From mboxrd@z Thu Jan  1 00:00:00 1970
Return-Path: <linux-kernel-owner@vger.kernel.org>
Received: (majordomo@vger.kernel.org) by vger.kernel.org via listexpand
	id S1752429AbaFEPCn (ORCPT <rfc822;w@1wt.eu>);
	Thu, 5 Jun 2014 11:02:43 -0400
Received: from mail-wg0-f42.google.com ([74.125.82.42]:33836 "EHLO
	mail-wg0-f42.google.com" rhost-flags-OK-OK-OK-OK) by vger.kernel.org
	with ESMTP id S1752386AbaFEPCl (ORCPT
	<rfc822;linux-kernel@vger.kernel.org>);
	Thu, 5 Jun 2014 11:02:41 -0400
MIME-Version: 1.0
In-Reply-To: <20140605113542.GT29593@e103034-lin>
References: <1400869003-27769-1-git-send-email-morten.rasmussen@arm.com>
 <1400869003-27769-2-git-send-email-morten.rasmussen@arm.com>
 <CAKfTPtB6fC76vtChMqAcrnrOaEsEM7pM411qW4VmGJh4TYgT8Q@mail.gmail.com> <20140605113542.GT29593@e103034-lin>
From: Vincent Guittot <vincent.guittot@linaro.org>
Date: Thu, 5 Jun 2014 17:02:18 +0200
Message-ID: <CAKfTPtCK-nRNWmPPZUeDhjgcLmw44AcnfHHUiv2a-Oykkx5wGA@mail.gmail.com>
Subject: Re: [RFC PATCH 01/16] sched: Documentation for scheduler energy cost model
To: Morten Rasmussen <morten.rasmussen@arm.com>
Cc: linux-kernel <linux-kernel@vger.kernel.org>,
        "linux-pm@vger.kernel.org" <linux-pm@vger.kernel.org>,
        Peter Zijlstra <peterz@infradead.org>, Ingo Molnar <mingo@kernel.org>,
        "rjw@rjwysocki.net" <rjw@rjwysocki.net>,
        Daniel Lezcano <daniel.lezcano@linaro.org>,
        Preeti U Murthy <preeti@linux.vnet.ibm.com>,
        Dietmar Eggemann <Dietmar.Eggemann@arm.com>
Content-Type: text/plain; charset=ISO-8859-1
Sender: linux-kernel-owner@vger.kernel.org
List-ID: <linux-kernel.vger.kernel.org>
X-Mailing-List: linux-kernel@vger.kernel.org

On 5 June 2014 13:35, Morten Rasmussen <morten.rasmussen@arm.com> wrote:
> On Thu, Jun 05, 2014 at 09:49:35AM +0100, Vincent Guittot wrote:
>> Hi Morten,
>>
>> On 23 May 2014 20:16, Morten Rasmussen <morten.rasmussen@arm.com> wrote:
>> > This documentation patch provide a brief overview of the experimental
>> > scheduler energy costing model and associated data structures.
>> >
>> > Signed-off-by: Morten Rasmussen <morten.rasmussen@arm.com>
>> > ---
>> >  Documentation/scheduler/sched-energy.txt |   66 ++++++++++++++++++++++++++++++
>> >  1 file changed, 66 insertions(+)
>> >  create mode 100644 Documentation/scheduler/sched-energy.txt
>> >
>> > diff --git a/Documentation/scheduler/sched-energy.txt b/Documentation/scheduler/sched-energy.txt
>> > new file mode 100644
>> > index 0000000..c6896c0
>> > --- /dev/null
>> > +++ b/Documentation/scheduler/sched-energy.txt
>> > @@ -0,0 +1,66 @@
>> > +Energy cost model for energy-aware scheduling (EXPERIMENTAL)
>> > +
>> > +Introduction
>> > +=============
>> > +The basic energy model uses platform energy data stored in sched_energy data
>> > +structures attached to the sched_groups in the sched_domain hierarchy. The
>> > +energy cost model offers two function that can be used to guide scheduling
>> > +decisions:
>> > +
>> > +1.     energy_diff_util(cpu, util, wakeups)
>>
>> Could you give us mor edetails of what util and wakeups are ?

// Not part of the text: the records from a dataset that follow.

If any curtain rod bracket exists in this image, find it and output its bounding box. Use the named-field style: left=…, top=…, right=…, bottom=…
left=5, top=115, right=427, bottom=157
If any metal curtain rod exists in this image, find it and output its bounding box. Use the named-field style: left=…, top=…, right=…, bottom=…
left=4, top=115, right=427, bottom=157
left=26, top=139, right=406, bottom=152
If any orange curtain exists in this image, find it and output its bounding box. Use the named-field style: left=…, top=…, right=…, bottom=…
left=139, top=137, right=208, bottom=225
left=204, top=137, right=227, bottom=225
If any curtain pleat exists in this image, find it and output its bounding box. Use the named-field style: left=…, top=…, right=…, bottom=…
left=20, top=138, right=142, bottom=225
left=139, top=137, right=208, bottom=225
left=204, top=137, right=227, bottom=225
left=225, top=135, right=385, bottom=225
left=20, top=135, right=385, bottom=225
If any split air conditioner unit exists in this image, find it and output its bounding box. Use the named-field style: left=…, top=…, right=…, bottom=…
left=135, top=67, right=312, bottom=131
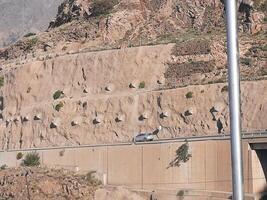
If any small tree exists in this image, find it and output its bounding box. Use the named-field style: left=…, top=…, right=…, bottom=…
left=55, top=102, right=64, bottom=112
left=16, top=152, right=23, bottom=160
left=90, top=0, right=118, bottom=17
left=53, top=90, right=64, bottom=100
left=168, top=142, right=192, bottom=168
left=21, top=152, right=40, bottom=167
left=139, top=81, right=146, bottom=89
left=0, top=76, right=5, bottom=87
left=185, top=92, right=193, bottom=99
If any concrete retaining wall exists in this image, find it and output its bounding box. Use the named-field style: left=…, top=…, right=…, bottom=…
left=0, top=140, right=266, bottom=193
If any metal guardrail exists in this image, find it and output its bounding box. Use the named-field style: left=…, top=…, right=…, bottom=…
left=3, top=130, right=267, bottom=152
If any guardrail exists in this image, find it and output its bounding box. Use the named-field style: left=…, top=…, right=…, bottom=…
left=3, top=131, right=267, bottom=152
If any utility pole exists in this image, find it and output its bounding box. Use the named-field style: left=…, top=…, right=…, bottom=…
left=225, top=0, right=244, bottom=200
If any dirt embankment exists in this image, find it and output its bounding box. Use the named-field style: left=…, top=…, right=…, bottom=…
left=0, top=44, right=267, bottom=149
left=0, top=167, right=148, bottom=200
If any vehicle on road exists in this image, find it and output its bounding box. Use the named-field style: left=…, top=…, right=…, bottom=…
left=133, top=133, right=154, bottom=142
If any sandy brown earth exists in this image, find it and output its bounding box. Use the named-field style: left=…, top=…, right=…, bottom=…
left=0, top=0, right=267, bottom=149
left=0, top=168, right=98, bottom=200
left=0, top=43, right=267, bottom=149
left=0, top=167, right=147, bottom=200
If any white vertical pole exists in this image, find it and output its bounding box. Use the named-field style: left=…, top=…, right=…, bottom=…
left=226, top=0, right=244, bottom=200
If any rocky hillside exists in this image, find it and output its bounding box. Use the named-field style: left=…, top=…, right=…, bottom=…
left=0, top=0, right=267, bottom=59
left=0, top=0, right=267, bottom=149
left=0, top=168, right=148, bottom=200
left=0, top=0, right=63, bottom=47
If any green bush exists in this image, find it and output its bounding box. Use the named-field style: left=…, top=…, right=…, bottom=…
left=55, top=102, right=64, bottom=112
left=185, top=92, right=193, bottom=99
left=240, top=58, right=252, bottom=66
left=90, top=0, right=118, bottom=17
left=0, top=164, right=7, bottom=170
left=85, top=171, right=101, bottom=185
left=176, top=190, right=184, bottom=200
left=169, top=142, right=192, bottom=167
left=139, top=81, right=146, bottom=89
left=0, top=76, right=5, bottom=87
left=23, top=33, right=36, bottom=37
left=26, top=37, right=38, bottom=50
left=21, top=152, right=40, bottom=167
left=221, top=85, right=228, bottom=92
left=16, top=152, right=23, bottom=160
left=53, top=90, right=64, bottom=100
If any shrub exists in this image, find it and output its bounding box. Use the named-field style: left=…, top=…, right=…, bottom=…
left=22, top=152, right=40, bottom=167
left=85, top=171, right=101, bottom=185
left=169, top=142, right=192, bottom=167
left=59, top=149, right=65, bottom=157
left=23, top=33, right=36, bottom=37
left=176, top=190, right=184, bottom=200
left=0, top=76, right=5, bottom=87
left=240, top=58, right=252, bottom=66
left=16, top=152, right=23, bottom=160
left=185, top=92, right=193, bottom=99
left=53, top=90, right=64, bottom=100
left=90, top=0, right=118, bottom=17
left=221, top=85, right=228, bottom=92
left=139, top=81, right=146, bottom=89
left=26, top=37, right=38, bottom=50
left=55, top=102, right=64, bottom=112
left=0, top=164, right=7, bottom=170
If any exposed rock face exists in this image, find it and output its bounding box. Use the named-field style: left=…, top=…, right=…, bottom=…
left=0, top=44, right=267, bottom=149
left=0, top=0, right=266, bottom=59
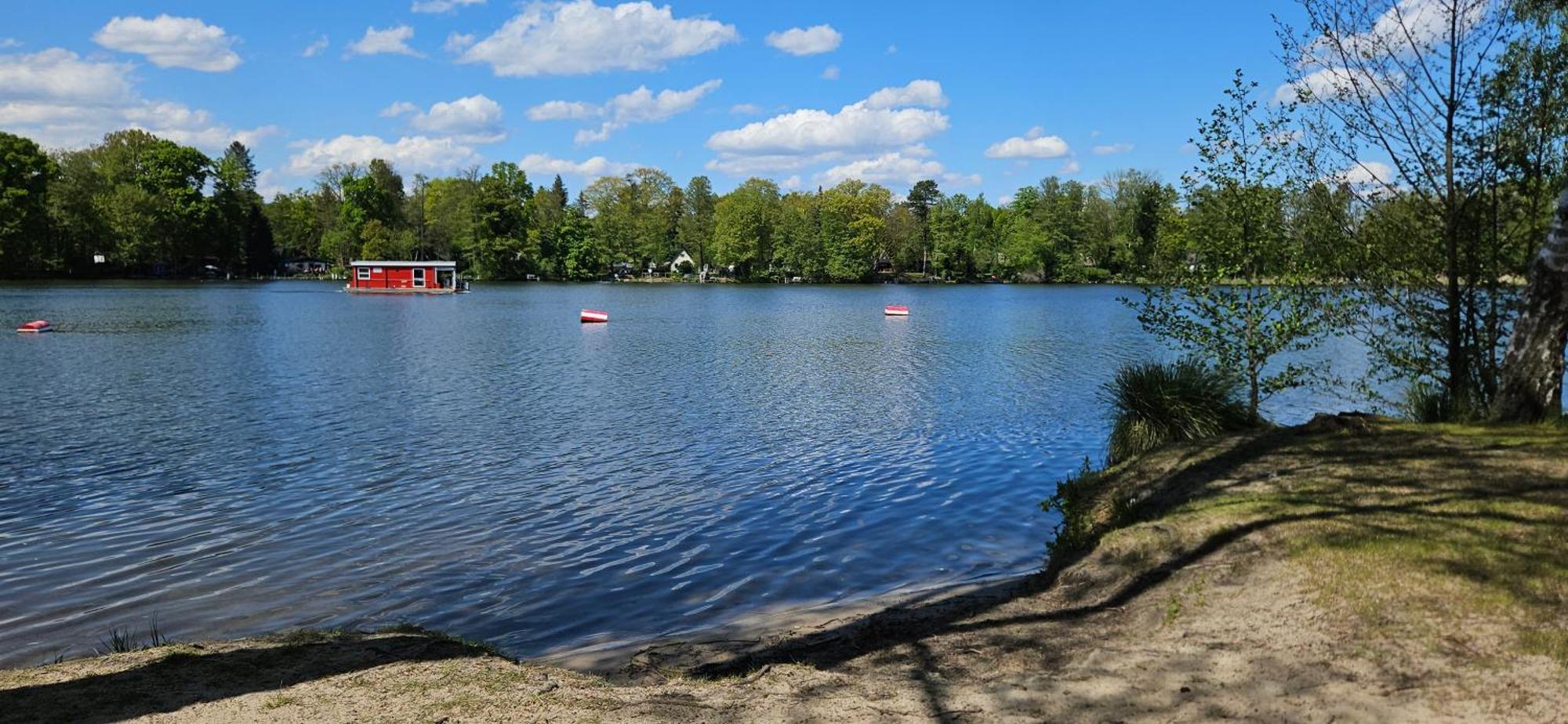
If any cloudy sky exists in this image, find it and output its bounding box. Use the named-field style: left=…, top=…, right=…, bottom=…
left=0, top=0, right=1294, bottom=197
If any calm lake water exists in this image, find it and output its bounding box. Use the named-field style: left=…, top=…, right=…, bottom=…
left=0, top=282, right=1364, bottom=664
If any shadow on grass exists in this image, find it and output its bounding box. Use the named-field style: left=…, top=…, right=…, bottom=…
left=690, top=425, right=1568, bottom=721
left=0, top=632, right=486, bottom=724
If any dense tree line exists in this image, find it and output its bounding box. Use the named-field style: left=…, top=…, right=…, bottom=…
left=0, top=130, right=1331, bottom=282
left=0, top=130, right=273, bottom=276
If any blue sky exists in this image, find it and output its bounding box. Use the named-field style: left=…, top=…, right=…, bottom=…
left=0, top=0, right=1295, bottom=199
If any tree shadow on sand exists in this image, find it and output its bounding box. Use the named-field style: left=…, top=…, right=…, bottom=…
left=674, top=426, right=1568, bottom=721
left=0, top=632, right=488, bottom=724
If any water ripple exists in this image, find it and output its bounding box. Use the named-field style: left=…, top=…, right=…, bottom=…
left=0, top=282, right=1364, bottom=664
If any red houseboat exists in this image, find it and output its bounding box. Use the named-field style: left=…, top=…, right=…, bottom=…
left=345, top=262, right=467, bottom=295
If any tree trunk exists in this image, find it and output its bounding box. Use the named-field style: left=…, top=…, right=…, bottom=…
left=1491, top=190, right=1568, bottom=422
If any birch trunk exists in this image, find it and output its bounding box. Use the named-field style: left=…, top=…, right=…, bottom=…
left=1491, top=190, right=1568, bottom=422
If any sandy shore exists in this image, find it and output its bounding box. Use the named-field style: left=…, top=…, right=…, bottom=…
left=0, top=420, right=1568, bottom=722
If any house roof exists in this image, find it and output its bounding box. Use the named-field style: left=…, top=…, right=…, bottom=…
left=348, top=259, right=458, bottom=270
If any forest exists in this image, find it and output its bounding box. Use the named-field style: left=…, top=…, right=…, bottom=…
left=0, top=0, right=1568, bottom=417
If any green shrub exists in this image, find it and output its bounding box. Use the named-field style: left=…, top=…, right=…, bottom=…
left=1040, top=458, right=1132, bottom=566
left=1104, top=359, right=1256, bottom=464
left=1399, top=382, right=1454, bottom=423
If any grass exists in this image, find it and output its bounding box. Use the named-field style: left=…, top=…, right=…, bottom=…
left=94, top=616, right=169, bottom=663
left=1104, top=359, right=1256, bottom=462
left=1062, top=423, right=1568, bottom=668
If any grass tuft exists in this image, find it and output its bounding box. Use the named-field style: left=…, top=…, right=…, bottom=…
left=94, top=616, right=171, bottom=655
left=1104, top=357, right=1254, bottom=464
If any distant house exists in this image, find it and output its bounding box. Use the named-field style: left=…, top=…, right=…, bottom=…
left=284, top=257, right=331, bottom=274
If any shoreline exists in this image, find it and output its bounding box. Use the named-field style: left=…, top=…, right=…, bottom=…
left=539, top=569, right=1044, bottom=679
left=0, top=415, right=1568, bottom=722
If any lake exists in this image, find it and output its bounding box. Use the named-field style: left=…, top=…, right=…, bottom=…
left=0, top=282, right=1364, bottom=666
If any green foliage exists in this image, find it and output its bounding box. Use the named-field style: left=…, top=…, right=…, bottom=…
left=0, top=132, right=56, bottom=271
left=1123, top=71, right=1333, bottom=420
left=713, top=179, right=779, bottom=277
left=97, top=616, right=169, bottom=655
left=1040, top=458, right=1134, bottom=569
left=1104, top=357, right=1258, bottom=464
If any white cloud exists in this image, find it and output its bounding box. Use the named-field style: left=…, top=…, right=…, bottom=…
left=528, top=100, right=601, bottom=121
left=256, top=168, right=289, bottom=199
left=348, top=25, right=423, bottom=58
left=704, top=150, right=850, bottom=177
left=985, top=125, right=1071, bottom=158
left=93, top=16, right=240, bottom=72
left=379, top=100, right=419, bottom=118
left=528, top=78, right=724, bottom=144
left=517, top=154, right=641, bottom=179
left=817, top=149, right=980, bottom=186
left=124, top=100, right=282, bottom=154
left=458, top=0, right=740, bottom=77
left=0, top=49, right=268, bottom=154
left=381, top=94, right=506, bottom=144
left=707, top=91, right=947, bottom=155
left=1273, top=0, right=1474, bottom=103
left=289, top=135, right=480, bottom=176
left=866, top=78, right=947, bottom=108
left=299, top=34, right=331, bottom=58
left=409, top=0, right=485, bottom=13
left=707, top=81, right=947, bottom=176
left=0, top=49, right=135, bottom=105
left=1273, top=67, right=1402, bottom=103
left=441, top=31, right=474, bottom=53
left=765, top=25, right=844, bottom=55
left=1323, top=161, right=1396, bottom=194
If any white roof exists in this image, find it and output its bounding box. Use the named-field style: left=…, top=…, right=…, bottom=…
left=348, top=260, right=458, bottom=270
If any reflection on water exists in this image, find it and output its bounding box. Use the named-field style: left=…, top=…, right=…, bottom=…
left=0, top=282, right=1364, bottom=664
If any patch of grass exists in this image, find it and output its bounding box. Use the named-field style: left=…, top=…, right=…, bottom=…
left=1104, top=357, right=1256, bottom=464
left=1160, top=575, right=1209, bottom=627
left=1104, top=423, right=1568, bottom=666
left=95, top=616, right=169, bottom=663
left=265, top=628, right=364, bottom=646
left=375, top=622, right=517, bottom=663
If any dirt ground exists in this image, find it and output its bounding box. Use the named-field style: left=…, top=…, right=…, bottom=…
left=0, top=423, right=1568, bottom=722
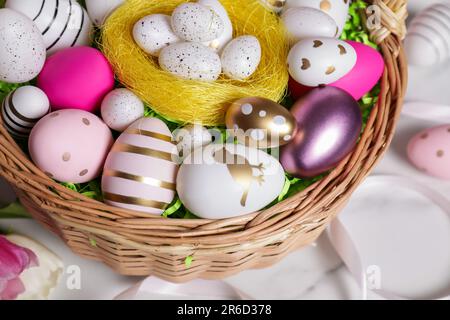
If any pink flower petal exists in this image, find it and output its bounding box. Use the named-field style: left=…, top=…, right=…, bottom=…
left=0, top=235, right=38, bottom=300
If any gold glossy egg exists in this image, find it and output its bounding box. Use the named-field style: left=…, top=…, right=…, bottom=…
left=225, top=97, right=297, bottom=149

>> util is a absolute value or a delta
>> Is wakeups a boolean or does wakeups define a number of tasks/cpus
>> that wake up ?
>
> Good point... It is not clear at all. Improving the documentation is at
> the top of my todo list.
>
> cpu: The cpu in question.
>
> util: Is a signed utilization delta. That is, the amount of utilization
> we want to add or remove from the cpu. We don't have good metric for
> utilization yet (I assume you have followed the thread on that topic
> that started from your recent patch posting), so for now I have used
> load_avg_contrib. energy_diff_task() just passes the task
> load_avg_contrib as the utilization to energy_diff_load().
>
> wakeups: Is the number of wakeups (task enqueues, not idle exits) caused
> by the utilization we are about to add or remove from the cpu. We need
> to pick some period to measure the wakeups over. For that I have
> introduced task wakeup tracking, very similar to the existing load tracking.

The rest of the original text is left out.